Berkat ketekunan, kedisiplinan serta doa kedua orang tuanya, Wahyu berhasil lulus tahun 2000 dengan prestasi akademis yang cukup baik. Ia kemudian memilih mendaftar ke Akademi Kepolisian di Semarang. Kembali Wahyu berhasil melampui tahapan seleksi dan test yang sangat ketat. Berbekal doa kedua orang tuanya, kakak-kakak dan juga adiknya Wahyu berhasil lulus dari Akademi Kepolisian dengan nilai akademik yang cukup bagus.

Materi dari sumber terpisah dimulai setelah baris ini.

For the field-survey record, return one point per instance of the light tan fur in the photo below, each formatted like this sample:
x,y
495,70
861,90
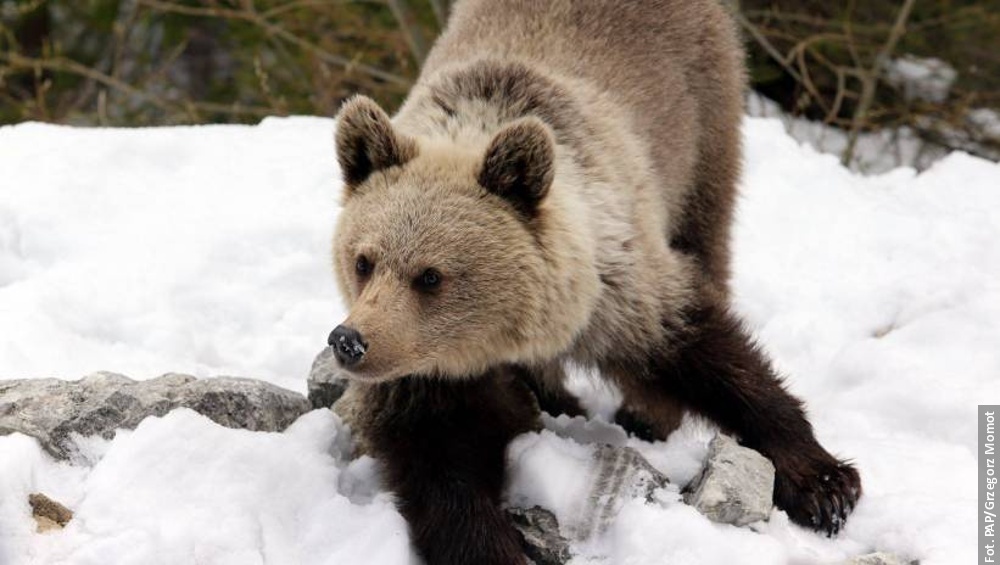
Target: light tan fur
x,y
640,101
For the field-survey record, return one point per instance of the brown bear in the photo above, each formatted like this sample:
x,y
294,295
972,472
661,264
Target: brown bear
x,y
558,186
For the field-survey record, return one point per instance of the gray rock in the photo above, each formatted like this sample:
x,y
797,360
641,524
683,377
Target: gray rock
x,y
881,558
542,542
48,514
736,485
326,386
54,410
620,474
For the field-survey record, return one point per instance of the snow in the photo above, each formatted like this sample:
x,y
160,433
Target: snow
x,y
206,250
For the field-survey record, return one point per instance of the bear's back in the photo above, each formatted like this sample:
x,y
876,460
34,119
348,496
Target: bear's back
x,y
671,68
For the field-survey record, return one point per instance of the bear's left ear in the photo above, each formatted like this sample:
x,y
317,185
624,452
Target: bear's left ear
x,y
367,142
520,164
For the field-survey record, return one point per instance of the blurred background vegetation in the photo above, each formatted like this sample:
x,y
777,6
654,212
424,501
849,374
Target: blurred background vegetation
x,y
856,65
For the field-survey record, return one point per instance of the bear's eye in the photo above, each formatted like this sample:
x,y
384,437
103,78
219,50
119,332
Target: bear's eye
x,y
362,266
428,280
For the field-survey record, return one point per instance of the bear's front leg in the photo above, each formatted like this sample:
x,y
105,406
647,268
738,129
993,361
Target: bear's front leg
x,y
712,366
443,447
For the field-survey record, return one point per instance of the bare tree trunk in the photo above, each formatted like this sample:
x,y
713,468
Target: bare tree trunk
x,y
869,80
411,29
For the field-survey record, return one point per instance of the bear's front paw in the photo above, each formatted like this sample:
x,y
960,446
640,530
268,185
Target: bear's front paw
x,y
815,489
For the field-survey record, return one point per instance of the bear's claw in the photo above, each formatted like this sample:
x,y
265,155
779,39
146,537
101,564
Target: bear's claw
x,y
817,491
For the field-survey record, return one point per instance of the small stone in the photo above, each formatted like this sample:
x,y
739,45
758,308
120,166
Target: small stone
x,y
620,474
542,542
48,514
736,485
881,558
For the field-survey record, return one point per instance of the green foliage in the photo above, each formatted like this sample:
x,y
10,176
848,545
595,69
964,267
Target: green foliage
x,y
150,62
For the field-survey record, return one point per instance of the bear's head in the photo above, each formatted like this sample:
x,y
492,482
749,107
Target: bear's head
x,y
438,250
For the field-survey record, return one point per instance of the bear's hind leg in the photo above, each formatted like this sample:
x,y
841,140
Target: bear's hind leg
x,y
714,368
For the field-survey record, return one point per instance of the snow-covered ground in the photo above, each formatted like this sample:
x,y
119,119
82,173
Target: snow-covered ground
x,y
205,250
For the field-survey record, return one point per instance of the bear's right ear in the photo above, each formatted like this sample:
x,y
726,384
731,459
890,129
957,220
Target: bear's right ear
x,y
367,142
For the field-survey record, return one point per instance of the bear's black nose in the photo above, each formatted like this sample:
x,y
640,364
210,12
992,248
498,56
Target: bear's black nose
x,y
347,345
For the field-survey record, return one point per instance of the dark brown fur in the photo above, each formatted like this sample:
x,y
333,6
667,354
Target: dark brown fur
x,y
717,371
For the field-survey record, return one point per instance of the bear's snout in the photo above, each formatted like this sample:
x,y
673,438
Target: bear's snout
x,y
348,345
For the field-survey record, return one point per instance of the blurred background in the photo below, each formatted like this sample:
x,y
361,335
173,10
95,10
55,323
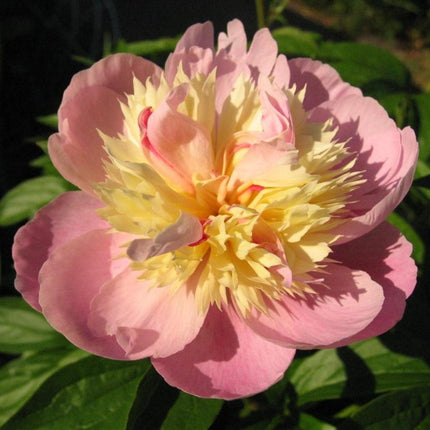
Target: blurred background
x,y
44,42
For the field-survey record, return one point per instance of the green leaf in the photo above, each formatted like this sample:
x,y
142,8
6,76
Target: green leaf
x,y
362,369
49,120
308,422
295,42
148,47
21,378
192,413
423,106
361,64
25,199
401,410
419,249
94,393
23,329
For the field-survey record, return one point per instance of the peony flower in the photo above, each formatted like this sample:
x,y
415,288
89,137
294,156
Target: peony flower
x,y
231,211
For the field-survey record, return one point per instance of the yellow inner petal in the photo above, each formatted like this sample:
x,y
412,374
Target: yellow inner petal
x,y
293,205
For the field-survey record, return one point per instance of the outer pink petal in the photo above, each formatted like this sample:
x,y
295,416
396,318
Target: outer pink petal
x,y
347,303
226,360
386,156
322,82
78,147
147,321
234,42
262,53
70,279
281,72
115,73
385,255
69,216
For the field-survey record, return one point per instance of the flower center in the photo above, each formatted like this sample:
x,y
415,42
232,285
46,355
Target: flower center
x,y
236,203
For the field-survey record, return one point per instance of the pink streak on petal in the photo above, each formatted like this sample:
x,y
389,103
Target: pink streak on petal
x,y
70,279
321,80
147,321
69,216
186,230
195,60
346,305
115,73
226,360
78,148
385,255
181,142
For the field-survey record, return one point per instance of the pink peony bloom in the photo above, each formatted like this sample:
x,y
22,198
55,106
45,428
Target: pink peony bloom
x,y
232,211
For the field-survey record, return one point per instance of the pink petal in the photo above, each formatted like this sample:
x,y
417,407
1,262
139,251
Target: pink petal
x,y
226,360
234,42
182,147
386,156
115,73
321,80
385,255
262,53
70,215
348,302
185,231
78,147
147,321
70,279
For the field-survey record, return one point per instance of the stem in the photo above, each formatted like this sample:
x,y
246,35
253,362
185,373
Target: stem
x,y
259,6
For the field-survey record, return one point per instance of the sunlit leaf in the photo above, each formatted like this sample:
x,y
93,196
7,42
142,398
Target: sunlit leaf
x,y
192,413
29,196
21,378
361,64
23,329
362,369
401,410
44,162
419,249
423,106
94,393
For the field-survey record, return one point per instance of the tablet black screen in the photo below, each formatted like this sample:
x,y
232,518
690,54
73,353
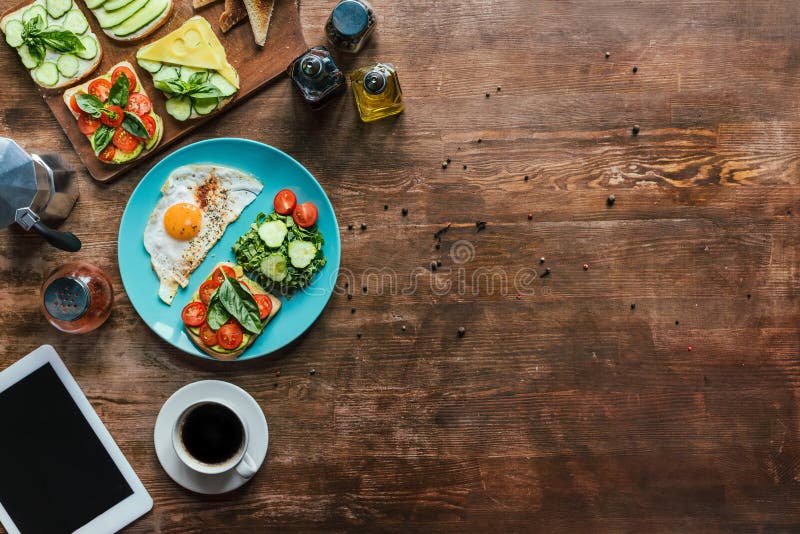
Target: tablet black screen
x,y
55,474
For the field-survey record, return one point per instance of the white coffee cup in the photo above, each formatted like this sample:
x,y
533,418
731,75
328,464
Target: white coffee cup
x,y
241,460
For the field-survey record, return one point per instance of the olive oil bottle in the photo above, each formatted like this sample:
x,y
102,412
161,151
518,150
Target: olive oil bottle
x,y
377,91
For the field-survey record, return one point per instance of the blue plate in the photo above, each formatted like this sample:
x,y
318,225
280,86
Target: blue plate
x,y
277,171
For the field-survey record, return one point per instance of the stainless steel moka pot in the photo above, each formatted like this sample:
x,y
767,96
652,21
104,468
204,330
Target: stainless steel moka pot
x,y
36,191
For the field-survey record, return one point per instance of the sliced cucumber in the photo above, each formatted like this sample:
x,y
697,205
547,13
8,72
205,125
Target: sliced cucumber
x,y
113,5
272,233
274,267
46,74
76,22
204,106
14,30
150,66
188,72
109,19
179,107
156,135
141,18
68,65
301,253
89,47
222,84
57,8
30,13
28,60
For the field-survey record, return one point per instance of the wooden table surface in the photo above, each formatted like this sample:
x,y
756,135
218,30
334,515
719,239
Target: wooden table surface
x,y
574,401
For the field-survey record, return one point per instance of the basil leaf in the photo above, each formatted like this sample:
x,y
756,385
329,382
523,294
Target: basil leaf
x,y
118,94
102,137
240,303
62,41
89,104
197,78
216,315
134,125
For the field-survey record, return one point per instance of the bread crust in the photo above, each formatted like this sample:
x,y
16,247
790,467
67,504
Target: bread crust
x,y
276,306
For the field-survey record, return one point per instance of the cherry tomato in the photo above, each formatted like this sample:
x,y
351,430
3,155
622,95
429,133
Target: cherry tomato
x,y
112,116
208,336
87,124
119,71
264,305
124,140
100,88
194,314
217,276
229,336
285,201
149,125
107,154
139,103
207,289
305,214
73,102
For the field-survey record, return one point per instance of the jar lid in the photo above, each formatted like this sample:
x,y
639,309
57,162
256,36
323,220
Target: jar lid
x,y
67,299
350,18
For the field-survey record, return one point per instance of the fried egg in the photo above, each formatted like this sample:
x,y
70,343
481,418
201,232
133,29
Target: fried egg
x,y
197,204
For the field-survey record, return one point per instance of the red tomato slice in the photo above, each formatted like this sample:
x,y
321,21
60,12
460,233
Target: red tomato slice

Dengan pangkat Inspektur Polisi Dua ia ditugaskan di Polda Metro Jaya. Ada pesan dari ayahandanya yang masih diingat hingga saat ini: “Mengabdi kepada bangsa dan negara melalui institusi kepolisian dengan sepenuh hati, jiwa dan raga.
Pada tanggal 19 Desember 2003 Wahyu mulai pengabdiannya sebagai Perwira Menengah Polda Metro Jaya dan empat bulan kemudian Wahyu mendapatkan kepercayaan dalam jabatan pertama di Kepolisan. Ia dipercaya sebagai Danton I KI II Sat Dalmas Dit. Samapta Polda Metro Jaya.
Selanjutnya saat terjadi gempa Tsunami di Aceh yang sangat dahsyat dengan kekuatan 9,3 skala richter dan kemudian meluluhlantakan sejumlah daerah di Aceh, pada tanggal 25 Desember 2004 Wahyu mendapatkan tugas Bantuan Kendali Operasi (BKO) di Polda Aceh. Ia di BKO kan di Kepala Unit Satuan Tugas Yustisi. Tugas Satgas Yustisi ini adalah melakukan penegakan hukum terkait dengan pelanggaran hukum yang dilakukan oleh Gerakan Aceh Merdeka.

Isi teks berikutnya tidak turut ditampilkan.